The Petitions site lets you start and sign petitions to raise issues with the UK Government and Parliament.

The Petitions service is provided by the Government and the House of Commons. We need to collect, process and store some personal data to enable you to do this.

A data controller determines how and why personal data is processed. The Cabinet Office (part of the Government) and the House of Commons are joint data controllers of this site.

Read the Cabinet Office’s entry in the Data Protection Public Register for more information.

Read the House of Commons entry in the Data Protection Public Register for more information.

The data controller for the House of Commons is the Clerk of the House.

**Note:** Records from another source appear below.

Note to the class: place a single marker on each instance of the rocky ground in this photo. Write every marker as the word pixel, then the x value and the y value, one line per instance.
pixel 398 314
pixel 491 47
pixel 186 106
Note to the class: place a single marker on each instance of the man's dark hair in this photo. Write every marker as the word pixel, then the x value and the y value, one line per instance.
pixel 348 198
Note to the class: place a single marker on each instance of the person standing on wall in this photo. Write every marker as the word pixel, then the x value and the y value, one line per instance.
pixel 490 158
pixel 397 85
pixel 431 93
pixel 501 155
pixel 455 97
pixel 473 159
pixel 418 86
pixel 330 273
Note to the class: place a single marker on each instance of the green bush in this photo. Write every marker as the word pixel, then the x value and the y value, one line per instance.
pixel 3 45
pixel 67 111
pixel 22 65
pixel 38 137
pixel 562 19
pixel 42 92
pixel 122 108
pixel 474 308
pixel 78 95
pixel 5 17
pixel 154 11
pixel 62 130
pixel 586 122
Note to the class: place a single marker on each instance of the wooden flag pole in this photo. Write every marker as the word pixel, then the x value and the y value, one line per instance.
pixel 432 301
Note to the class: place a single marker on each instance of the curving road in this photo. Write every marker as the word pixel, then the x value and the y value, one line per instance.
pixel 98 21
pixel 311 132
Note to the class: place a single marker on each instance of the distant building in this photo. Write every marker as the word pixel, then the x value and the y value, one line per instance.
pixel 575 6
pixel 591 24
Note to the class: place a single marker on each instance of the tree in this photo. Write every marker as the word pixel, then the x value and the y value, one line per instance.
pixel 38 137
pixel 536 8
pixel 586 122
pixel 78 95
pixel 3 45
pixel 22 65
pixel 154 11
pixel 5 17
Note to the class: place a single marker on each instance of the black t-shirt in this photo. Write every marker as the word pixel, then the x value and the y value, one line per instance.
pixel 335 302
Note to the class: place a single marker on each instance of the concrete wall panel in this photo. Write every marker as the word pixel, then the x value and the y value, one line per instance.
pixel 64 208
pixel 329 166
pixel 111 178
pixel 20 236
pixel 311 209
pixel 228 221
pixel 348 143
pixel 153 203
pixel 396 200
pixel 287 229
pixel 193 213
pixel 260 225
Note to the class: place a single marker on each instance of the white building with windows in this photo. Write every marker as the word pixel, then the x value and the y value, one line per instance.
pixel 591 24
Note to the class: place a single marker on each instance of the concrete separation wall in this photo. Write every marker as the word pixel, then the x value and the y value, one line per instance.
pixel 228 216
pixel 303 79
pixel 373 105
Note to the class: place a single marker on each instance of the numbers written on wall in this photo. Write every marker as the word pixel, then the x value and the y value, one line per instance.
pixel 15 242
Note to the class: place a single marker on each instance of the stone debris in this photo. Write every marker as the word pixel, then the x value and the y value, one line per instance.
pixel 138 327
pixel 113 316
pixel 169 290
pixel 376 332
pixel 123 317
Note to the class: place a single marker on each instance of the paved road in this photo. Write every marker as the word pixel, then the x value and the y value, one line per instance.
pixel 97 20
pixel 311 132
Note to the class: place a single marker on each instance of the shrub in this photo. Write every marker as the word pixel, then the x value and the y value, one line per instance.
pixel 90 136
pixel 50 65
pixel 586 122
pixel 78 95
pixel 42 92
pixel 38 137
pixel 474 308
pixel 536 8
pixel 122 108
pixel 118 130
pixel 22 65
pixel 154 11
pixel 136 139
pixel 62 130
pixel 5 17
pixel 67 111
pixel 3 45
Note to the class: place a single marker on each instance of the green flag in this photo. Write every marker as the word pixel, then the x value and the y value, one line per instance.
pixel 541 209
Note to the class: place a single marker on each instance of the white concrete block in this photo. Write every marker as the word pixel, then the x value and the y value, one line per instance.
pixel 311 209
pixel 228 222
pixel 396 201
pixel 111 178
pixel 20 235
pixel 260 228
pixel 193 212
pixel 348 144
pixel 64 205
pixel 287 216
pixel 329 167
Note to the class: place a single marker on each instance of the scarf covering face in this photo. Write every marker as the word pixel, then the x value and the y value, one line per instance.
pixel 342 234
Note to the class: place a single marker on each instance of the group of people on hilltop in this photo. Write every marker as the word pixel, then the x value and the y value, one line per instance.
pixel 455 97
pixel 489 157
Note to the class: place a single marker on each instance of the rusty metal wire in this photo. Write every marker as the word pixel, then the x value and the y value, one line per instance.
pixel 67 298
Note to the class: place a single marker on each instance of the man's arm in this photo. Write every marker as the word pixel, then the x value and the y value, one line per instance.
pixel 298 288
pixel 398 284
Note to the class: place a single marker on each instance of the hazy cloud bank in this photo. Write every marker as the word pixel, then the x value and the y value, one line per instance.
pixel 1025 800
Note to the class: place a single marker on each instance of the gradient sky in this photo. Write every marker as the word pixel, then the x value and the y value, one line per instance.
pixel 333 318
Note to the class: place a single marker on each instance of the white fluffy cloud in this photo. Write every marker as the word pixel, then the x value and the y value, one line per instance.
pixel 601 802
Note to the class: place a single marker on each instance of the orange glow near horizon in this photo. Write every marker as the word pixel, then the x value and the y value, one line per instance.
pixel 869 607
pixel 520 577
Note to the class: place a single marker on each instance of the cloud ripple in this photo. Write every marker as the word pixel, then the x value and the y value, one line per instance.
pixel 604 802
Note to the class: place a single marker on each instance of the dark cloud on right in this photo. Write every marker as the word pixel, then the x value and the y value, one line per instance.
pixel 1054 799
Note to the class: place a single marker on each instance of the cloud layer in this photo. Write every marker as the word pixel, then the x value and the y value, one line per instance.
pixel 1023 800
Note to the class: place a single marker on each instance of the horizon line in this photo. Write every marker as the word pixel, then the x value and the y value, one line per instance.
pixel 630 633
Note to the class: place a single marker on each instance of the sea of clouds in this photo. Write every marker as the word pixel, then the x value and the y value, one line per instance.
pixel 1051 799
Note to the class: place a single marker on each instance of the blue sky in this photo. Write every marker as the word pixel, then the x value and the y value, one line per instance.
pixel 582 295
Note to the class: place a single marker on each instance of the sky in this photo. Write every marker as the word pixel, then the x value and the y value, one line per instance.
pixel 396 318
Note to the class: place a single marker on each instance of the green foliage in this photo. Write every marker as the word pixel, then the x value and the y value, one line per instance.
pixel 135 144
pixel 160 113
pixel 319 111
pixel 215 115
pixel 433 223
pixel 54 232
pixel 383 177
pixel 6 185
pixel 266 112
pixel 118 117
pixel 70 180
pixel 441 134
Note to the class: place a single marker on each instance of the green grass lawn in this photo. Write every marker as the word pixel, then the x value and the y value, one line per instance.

What data we collect from you

The personal data we collect from people who start and sign petitions will include:

  • your name
  • your email address
  • your postcode
  • the country you live in
  • whether you are a British citizen
  • the IP address you use when starting or signing a petition

The legal basis for processing this data is public task – allowing you to raise issues with the UK Government and Parliament.

Why we need your data

We use this information to:

  • make sure that people only sign a petition once
  • check that you’re eligible to sign a petition
  • contact you about petitions you start
  • if you consent, email you updates about what happens in Parliament petitions you’ve signed

What we do with your data

If you start a petition and we accept it, your name will be published with the petition. We won’t publish any other personal information about you.

If you’ve signed a petition, we won’t publish any personal information about you.

We’ll use your postcode to work out how many people in each parliamentary constituency have signed a petition.

We will not:

  • sell or rent your data to third parties
  • share your data with third parties for marketing purposes

We will share your data if we’re required to do so by law – for example, by court order, or to prevent fraud or other crime.

What we’ll email you about

If a petition you’ve started or signed gets a response from the Government, we’ll email the response to you.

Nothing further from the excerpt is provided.